Cellulose is a colourless, transparent mass, absolutely insoluble in water, alcohol, or ether. It is, however, soluble in a solution of cuprammoniac solution, prepared from basic carbonate or hydrate of copper and aqueous ammonia. The specific gravity of cellulose is 1.25 to 1.45. According to Schulze, its elementary composition is expressed by the percentage numbers:—
Carbon 44.0 per cent. 44.2 per cent.
Hydrogen 6.3 " 6.4 "
Oxygen 49.7 " 49.4 "
These numbers represent the composition of the ash free cellulose. Nearly all forms of cellulose, however, contain a small proportion of mineral matters, and the union of these with the organic portion of the fibre or tissue is of such a nature that the ash left on ignition preserves the form of the original. "It is only in the growing point of certain young shoots that the cellulose tissue is free from mineral constituents" (Hofmeister).

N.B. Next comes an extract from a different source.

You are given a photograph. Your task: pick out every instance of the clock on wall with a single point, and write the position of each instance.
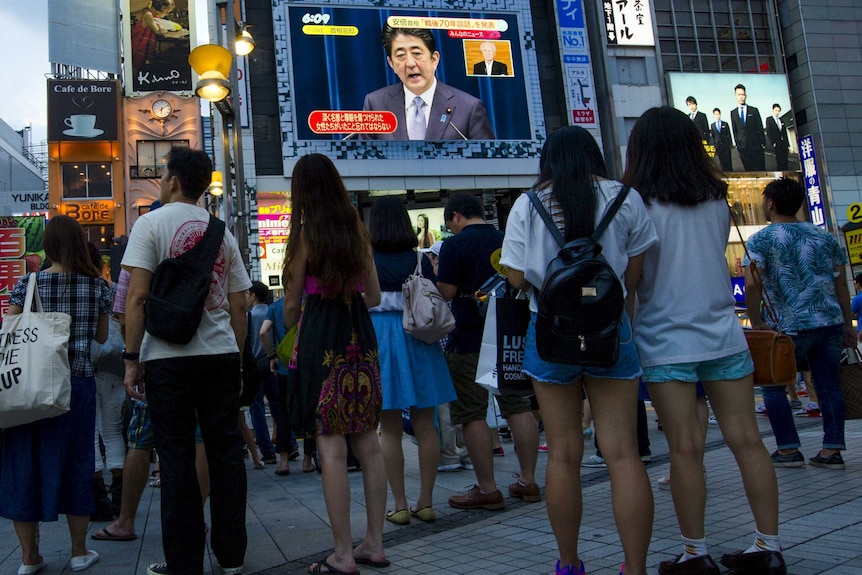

Cellulose is a very inert body. Cold concentrated sulphuric acid causes it to swell up, and finally dissolves it, forming a viscous solution. Hydrochloric acid has little or no action, but nitric acid has, and forms a series of bodies known as nitrates or nitro-celluloses. Cellulose has some of the properties of alcohols, among them the power of forming ethereal salts with acids. When cellulose in any form, such as cotton, is brought into contact with strong nitric acid at a low temperature, a nitrate or nitro product, containing nitryl, or the NO_{2} group, is produced. The more or less complete replacement of the hydroxylic hydrogen by NO_{2} groups depends partly on the concentration of the nitric acid used, partly on the duration of the action. If the most concentrated nitric and sulphuric acids are employed, and the action allowed to proceed for some considerable time, the highest nitrate, known as hexa-nitro- cellulose or gun-cotton, C_{12}H_{14}O_{4}(O.NO_{2})_{6}, will be formed; but with weaker acids, and a shorter exposure to their action, the tetra and penta and lower nitrates will be formed.[A]